His mother immediately pulled him into an embrace, and the two sat down right there on the threshing floor. Xiao Yu rested his head against her shoulder, and she gently stroked the back of his neck. "When you were little, you loved it when I touched you like this; whenever you were sick, you’d cling to me and wouldn't move half a step away."
"Mom, we won't be separated again, ever. I'll take you with me, we'll go back and find Sister, and we'll live together happily as a family," Xiao Yu choked out.
Seeing Xiao Yu tugging at her, urging them back to Xiangcheng, his mother said with tender affection, "My son, your mother has something for you." She unclasped a necklace from around her neck; dangling from it was a locket identical to the one Xiaohui had given him. As her mother was about to open the locket, Xiao Yu snatched it away, clutching it tight in his palm. "I know what’s inside. Sister gave me hers, but I lost it on the way here."
"Heh," his mother offered a faint smile. "You didn't lose it; you tossed it aside because you were heartbroken when you saw your own picture wasn't in it, right?"
Startled by his mother’s words, Xiao Yu froze. It wasn't for any other reason than the fact that she had stated the absolute truth. He realized then that his mother knew far more than he had assumed.
"Mmm, don't look at it," Xiao Yu whispered. "We as a family will be together forever, we won't separate."
Seeing him so distraught, his mother’s heart ached for him. She gently smoothed his soft hair. "When you were little, you barely had any hair. I was always worried you’d go bald before you even grew up. Your father told me I was worrying over nothing, that my hair would thicken up when the time was right. And just as he said, your hair is dark and thick now, and you’re much more handsome than you were as a child."

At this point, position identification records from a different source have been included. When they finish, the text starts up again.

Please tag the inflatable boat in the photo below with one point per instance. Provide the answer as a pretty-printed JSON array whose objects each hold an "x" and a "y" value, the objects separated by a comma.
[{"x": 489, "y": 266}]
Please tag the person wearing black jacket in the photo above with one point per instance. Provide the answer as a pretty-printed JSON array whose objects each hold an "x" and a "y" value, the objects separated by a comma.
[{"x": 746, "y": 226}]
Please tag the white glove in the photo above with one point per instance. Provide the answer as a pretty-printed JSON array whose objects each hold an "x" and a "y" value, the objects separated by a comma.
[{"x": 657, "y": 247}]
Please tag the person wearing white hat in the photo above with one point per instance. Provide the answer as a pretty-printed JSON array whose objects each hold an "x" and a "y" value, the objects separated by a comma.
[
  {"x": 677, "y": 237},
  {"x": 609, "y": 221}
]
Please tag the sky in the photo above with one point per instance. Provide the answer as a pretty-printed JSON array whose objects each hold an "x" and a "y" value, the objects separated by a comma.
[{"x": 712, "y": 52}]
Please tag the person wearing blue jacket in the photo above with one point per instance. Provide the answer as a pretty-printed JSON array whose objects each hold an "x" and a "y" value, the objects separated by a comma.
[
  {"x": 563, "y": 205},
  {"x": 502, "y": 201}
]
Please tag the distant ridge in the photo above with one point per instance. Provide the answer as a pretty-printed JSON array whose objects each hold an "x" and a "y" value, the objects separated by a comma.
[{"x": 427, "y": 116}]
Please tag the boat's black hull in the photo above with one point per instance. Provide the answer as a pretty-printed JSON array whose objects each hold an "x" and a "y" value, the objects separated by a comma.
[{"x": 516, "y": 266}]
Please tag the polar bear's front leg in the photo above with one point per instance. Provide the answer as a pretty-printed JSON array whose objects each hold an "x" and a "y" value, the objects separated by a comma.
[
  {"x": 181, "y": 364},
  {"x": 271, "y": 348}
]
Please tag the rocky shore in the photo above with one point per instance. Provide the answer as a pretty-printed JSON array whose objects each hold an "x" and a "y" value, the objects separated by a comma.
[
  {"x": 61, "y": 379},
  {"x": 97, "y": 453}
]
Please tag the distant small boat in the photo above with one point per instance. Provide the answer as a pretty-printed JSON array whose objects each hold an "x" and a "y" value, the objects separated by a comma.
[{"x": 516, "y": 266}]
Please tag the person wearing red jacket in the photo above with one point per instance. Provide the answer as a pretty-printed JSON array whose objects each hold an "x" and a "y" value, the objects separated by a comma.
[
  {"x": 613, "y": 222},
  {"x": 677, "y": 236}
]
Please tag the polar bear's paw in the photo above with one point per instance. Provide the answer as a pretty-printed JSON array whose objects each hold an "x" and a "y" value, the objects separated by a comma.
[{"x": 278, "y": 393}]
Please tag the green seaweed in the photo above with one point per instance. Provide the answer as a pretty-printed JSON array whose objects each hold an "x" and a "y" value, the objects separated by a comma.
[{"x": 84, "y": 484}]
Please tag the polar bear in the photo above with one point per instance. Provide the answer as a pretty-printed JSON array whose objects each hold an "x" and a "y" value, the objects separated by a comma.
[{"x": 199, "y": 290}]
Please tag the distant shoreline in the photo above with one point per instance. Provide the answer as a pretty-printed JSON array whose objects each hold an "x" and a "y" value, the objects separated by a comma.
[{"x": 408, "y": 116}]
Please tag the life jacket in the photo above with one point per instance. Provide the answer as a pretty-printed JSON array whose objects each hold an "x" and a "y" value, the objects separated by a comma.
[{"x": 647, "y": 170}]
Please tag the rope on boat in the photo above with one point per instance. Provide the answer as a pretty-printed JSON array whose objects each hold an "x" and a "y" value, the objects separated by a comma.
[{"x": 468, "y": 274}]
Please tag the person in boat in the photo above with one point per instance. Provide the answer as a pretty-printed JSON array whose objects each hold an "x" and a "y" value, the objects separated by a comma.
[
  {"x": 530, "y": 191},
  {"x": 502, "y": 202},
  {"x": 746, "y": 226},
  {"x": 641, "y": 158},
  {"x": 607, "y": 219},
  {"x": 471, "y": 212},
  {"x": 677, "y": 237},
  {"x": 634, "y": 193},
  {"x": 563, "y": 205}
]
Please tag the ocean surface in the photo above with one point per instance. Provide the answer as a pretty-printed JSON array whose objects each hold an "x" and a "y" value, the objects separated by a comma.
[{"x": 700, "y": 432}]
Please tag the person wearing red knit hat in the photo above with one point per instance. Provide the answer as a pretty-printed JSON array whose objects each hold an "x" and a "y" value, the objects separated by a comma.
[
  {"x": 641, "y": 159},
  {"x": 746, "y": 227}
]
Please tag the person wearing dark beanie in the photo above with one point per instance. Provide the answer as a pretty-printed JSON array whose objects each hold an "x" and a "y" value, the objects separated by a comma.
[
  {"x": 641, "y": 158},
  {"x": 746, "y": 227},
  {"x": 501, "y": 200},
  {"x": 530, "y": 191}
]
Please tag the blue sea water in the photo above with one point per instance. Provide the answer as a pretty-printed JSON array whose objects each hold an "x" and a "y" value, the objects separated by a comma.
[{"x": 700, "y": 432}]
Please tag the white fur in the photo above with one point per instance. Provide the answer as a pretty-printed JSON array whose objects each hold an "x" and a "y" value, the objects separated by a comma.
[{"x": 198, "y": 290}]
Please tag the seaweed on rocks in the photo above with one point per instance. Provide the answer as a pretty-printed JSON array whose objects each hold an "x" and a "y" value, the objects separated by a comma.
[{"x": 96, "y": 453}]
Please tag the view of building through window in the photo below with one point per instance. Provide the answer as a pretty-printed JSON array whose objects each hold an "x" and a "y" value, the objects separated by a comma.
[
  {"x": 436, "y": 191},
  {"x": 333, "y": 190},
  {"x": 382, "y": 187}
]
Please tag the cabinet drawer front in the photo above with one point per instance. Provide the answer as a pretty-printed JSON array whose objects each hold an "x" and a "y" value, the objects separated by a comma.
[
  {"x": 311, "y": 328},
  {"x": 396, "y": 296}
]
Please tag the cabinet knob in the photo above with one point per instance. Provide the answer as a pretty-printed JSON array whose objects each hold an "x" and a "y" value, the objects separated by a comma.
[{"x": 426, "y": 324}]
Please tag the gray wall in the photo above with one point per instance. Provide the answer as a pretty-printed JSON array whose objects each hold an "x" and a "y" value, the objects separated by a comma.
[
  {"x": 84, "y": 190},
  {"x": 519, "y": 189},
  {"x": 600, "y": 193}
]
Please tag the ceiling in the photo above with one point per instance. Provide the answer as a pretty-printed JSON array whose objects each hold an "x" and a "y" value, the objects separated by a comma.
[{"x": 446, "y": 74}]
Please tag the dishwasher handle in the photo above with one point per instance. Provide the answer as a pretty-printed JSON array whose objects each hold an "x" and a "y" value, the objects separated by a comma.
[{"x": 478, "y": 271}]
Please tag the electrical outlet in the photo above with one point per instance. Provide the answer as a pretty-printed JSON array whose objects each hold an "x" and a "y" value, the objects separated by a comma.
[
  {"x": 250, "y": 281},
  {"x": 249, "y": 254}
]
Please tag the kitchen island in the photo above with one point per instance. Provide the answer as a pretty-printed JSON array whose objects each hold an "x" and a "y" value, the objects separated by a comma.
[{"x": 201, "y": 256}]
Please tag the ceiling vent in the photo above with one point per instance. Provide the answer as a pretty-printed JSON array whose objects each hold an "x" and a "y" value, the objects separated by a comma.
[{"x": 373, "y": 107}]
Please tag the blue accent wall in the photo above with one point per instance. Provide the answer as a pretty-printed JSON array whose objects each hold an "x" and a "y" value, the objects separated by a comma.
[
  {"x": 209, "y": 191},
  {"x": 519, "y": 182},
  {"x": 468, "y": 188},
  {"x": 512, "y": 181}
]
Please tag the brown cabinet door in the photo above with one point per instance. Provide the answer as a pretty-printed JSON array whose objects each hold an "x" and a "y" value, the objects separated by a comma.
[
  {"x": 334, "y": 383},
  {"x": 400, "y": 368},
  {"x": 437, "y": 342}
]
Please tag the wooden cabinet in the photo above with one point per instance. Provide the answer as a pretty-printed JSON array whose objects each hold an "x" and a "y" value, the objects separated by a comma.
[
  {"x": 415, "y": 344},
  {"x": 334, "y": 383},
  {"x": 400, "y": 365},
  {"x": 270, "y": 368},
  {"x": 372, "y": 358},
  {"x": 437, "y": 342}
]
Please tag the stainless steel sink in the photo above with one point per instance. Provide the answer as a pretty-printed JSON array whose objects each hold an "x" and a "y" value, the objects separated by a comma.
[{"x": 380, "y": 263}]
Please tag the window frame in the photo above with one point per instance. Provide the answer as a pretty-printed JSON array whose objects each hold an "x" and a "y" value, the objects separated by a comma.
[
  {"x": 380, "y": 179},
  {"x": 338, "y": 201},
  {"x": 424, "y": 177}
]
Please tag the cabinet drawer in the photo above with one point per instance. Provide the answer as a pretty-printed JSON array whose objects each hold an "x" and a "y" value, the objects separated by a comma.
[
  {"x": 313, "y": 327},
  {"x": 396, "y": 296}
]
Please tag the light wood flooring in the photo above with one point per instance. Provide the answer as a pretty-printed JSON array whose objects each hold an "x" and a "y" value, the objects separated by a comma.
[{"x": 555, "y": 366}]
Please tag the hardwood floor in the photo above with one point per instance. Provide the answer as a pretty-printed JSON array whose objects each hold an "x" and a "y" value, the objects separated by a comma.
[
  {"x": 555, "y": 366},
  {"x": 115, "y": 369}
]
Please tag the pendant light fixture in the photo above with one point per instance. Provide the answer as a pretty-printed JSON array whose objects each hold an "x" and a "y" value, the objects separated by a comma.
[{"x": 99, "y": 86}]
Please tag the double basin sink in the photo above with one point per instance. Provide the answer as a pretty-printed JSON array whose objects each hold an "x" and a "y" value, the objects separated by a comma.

"Heh..." Hearing his mother say that, Xiao Yu instantly managed a watery smile through his tears.
"Stop crying, you silly child. Open the locket and look, do what Mother says, see what’s inside," his mother said softly.
Although Xiao Yu dreaded seeing his own image missing from the family photo, he found himself unable to refuse his mother’s request. He took the locket and gently used his fingernail to pry the casing open.
Just as he reached the peak of despair, imagining his mother’s reaction to finding him absent from the photograph, he suddenly noticed that the center of the golden locket held, perfectly intact, a complete family portrait: Father, Mother, Sister, and himself—every single one of them accounted for.
"Mom, what is this?" Xiao Yu looked up, about to demand an explanation, only to find that his mother had vanished sometime in the interim. He was left sitting alone on the threshing floor, clutching the locket.
His mother had disappeared too swiftly. Before Xiao Yu could recount years of pent-up longing, she was gone without a trace. This time, an intense, frantic search was inevitable. He scoured every corner of the entire old village, combed through every nook, and then rushed back to the wooden house, turning the courtyard inside out one last time. Finally, he stood in the room that once held the wooden bed and the five-drawer cabinet, staring blankly, asking himself repeatedly: Was all of this real or just a dream? Where did Mother go? Why did she vanish the moment she knew I had become an immortal being? Is my mother truly alive? And if she is, where in the world is she?